Cluster information:
Kubernetes version: v1.17.1
Cloud being used: bare-metal
Installation method: kubeadm
Host OS: Ubuntu 18.04 LTS Server
CNI and version: weave/flannel/kube-router/calico (latest releases of each)
CRI and version: docker/containerd (19.03.5/1.2.10)
Problem:
I am attempting to bring up a ROS 2 installation on Kubernetes, ideally using multiple containers in a single pod. Under the hood, ROS 2 relies upon DDS for communication, which is based upon UDP multicast.
When I bring up a simple pod deployment with two containers in a producer-consumer configuration, the consumer rarely (if ever) receives a message from the producer.

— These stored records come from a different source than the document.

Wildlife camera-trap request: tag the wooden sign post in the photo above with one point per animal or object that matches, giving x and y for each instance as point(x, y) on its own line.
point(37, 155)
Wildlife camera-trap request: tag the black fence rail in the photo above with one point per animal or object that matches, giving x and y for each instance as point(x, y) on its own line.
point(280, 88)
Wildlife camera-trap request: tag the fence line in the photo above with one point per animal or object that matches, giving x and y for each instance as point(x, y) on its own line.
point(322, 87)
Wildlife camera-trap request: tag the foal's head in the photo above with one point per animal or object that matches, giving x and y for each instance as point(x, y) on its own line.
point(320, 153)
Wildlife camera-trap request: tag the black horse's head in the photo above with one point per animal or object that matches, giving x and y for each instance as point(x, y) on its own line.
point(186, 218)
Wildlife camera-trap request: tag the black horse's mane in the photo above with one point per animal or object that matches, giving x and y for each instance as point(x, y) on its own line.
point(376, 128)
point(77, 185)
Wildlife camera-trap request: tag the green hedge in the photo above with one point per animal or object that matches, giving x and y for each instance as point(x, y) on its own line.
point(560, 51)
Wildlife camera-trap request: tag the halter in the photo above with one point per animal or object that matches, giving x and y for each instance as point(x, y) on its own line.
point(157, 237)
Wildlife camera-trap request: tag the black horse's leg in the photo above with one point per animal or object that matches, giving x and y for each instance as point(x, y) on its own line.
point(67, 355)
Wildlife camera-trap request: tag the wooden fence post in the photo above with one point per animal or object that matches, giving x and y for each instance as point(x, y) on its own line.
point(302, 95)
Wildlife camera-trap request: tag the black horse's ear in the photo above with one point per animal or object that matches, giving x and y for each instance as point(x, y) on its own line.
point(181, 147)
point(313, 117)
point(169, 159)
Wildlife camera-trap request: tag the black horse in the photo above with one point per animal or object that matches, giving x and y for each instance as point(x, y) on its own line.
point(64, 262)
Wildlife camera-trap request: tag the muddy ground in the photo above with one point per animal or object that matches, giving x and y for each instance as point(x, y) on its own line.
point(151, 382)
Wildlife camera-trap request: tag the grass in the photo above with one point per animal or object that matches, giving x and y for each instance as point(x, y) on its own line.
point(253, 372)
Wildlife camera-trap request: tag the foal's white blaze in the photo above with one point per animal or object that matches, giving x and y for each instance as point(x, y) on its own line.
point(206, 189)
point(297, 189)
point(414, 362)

When I bring up two pods, each with a single container the same producer-consumer configuration, the consumer always receives the messages.
Surprises
Every once in a while, the consumer will start up and receive messages as expected.

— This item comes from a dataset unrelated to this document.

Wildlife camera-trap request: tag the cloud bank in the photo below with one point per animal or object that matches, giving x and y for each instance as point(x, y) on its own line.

Furthermore, if one logs into the consumer with kubectl exec -it ros2-1 -c consumer /bin/bash
then runs /ros_entrypoint.sh ros2 run demo_nodes_cpp listener
, messages are sometimes received from the producer in the single pod scenario.
Expected Behavior
Successful messages appear in the logs of the consumer container as:
[INFO] [1579805884.017171859] [listener]: I heard: [Hello World: 1]

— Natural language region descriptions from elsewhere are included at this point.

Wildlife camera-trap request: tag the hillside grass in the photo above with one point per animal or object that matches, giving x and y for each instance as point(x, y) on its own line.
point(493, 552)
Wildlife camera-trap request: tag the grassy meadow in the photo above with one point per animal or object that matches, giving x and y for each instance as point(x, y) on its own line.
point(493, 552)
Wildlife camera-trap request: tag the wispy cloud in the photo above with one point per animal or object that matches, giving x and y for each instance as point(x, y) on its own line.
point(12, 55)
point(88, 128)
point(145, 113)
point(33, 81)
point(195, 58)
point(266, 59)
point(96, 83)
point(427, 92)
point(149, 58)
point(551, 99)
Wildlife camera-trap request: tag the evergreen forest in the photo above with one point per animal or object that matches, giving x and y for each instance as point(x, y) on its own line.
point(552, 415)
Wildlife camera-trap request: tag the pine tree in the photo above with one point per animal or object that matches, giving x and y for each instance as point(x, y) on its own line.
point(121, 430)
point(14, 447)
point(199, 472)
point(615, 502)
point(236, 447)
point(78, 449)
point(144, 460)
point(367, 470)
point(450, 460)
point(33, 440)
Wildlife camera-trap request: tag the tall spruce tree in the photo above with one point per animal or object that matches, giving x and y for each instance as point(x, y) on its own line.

[INFO] [1579805885.017168023] [listener]: I heard: [Hello World: 2]
[INFO] [1579805886.017025092] [listener]: I heard: [Hello World: 3]
Actual Behavior
No such log messages are observed from the consumer.
Steps to Reproduce:
Failure within same pod
-
Bring up a kubernetes cluster
-
Apply the following pod definition: ros2-1.yaml
apiVersion: v1 kind: Pod metadata: name: ros2-1 spec: containers: - name: producer image: osrf/ros2:nightly args: ["ros2", "run", "demo_nodes_cpp", "talker"] - name: consumer image: osrf/ros2:nightly args: ["ros2", "run", "demo_nodes_cpp", "listener"] restartPolicy: Never
-
Watch for messages from the consumer with
kubectl logs --follow ros2-1 consumer
.
Success in different pods
-
Bring up a kubernetes cluster
-
Apply the following pod definition: ros2-2.yaml
apiVersion: v1 kind: Pod metadata: name: ros2-2-producer spec: containers: - name: producer image: osrf/ros2:nightly args: ["ros2", "run", "demo_nodes_cpp", "talker"] restartPolicy: Never --- apiVersion: v1 kind: Pod metadata: name: ros2-2-consumer spec: containers: - name: consumer image: osrf/ros2:nightly args: ["ros2", "run", "demo_nodes_cpp", "listener"] restartPolicy: Never
-
Watch for messages from the consumer with
kubectl logs --follow ros2-2-consumer
.
Questions:
- What is causing a single pod deployment to fail, but multi pod deployment to succeed?
- I am unfamiliar with debugging networking issues within the Kubernetes environment, while fairly experienced on bare-metal. How should I go about investigating this issue under flannel, weave, or kube-router?